スパッラ。

ただいまこの第3番を聞いたところ。

Cello Suites

Cello Suites

 普通のチェロに比べて、非整数次倍音が豊かというか、密度感やまとまりという点で、基音とのバランスがよく、軽さとともに音色的充実感があり、またバイオリンというよりはビオラ的なタイム感の軽さがあって、リラックスして聞ける。低音はマニアでもない限り十分と感じられるはず。
 私などは普通のチェロでの演奏は、低音が密すぎるように感じるし、テンポも引っ張りがちだし、重すぎて普段聴きに使えた験しがない。ビルスマですらそうだった。
 といって、ビオラでの演奏も、オクターブ高いせいで重心が高く、倍音も当然少なく、マニア向けという感じが否めない。
 曲のクオリティは認めつつ、私のような感想を持っている人というのは、実は結構、特にクラシック馴れしてない人に多いんじゃないかと、勝手に思っている。
 そういう人でも、スパッラのバージョンだったら結構勧められると思う。


 ビオロンチェロ・ダ・スパッラの演奏では外に寺神戸さんの

バッハ:無伴奏チェロ組曲全曲

バッハ:無伴奏チェロ組曲全曲

があるが、未聴。
 バディアロフさんはメルマガももらってるし、サービス公開のあったスパッラの論文も読んでいる。
 スパッラを使った演奏は、例のブランデンブルクの第六番が聴いてみたい。

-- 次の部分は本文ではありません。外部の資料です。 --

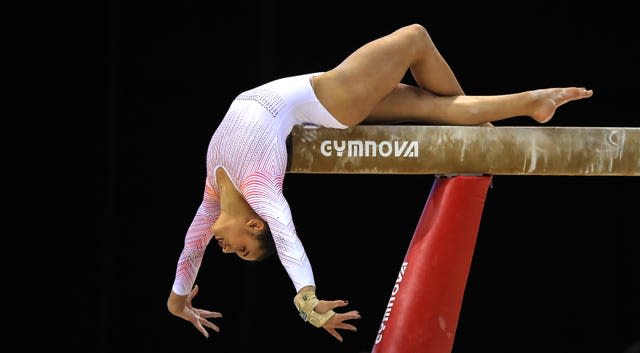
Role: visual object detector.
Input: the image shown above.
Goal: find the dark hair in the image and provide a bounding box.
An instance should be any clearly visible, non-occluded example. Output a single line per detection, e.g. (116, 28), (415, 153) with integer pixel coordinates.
(256, 220), (276, 261)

この曲のチェロパートは、とてもあの楽器のために書かれたとは思えない音使い・指使いで、プロ並みの手練れでないと引きこなせず、多分そのせいもあって、実演に接する機会は少ない。スパッラの登場で、必ずしもプロでなくても、十分にアンサンブル出来ところまで現実的な難易度になるはずで、そういうのが増えてくれたら良いのになぁ、とか思うのである。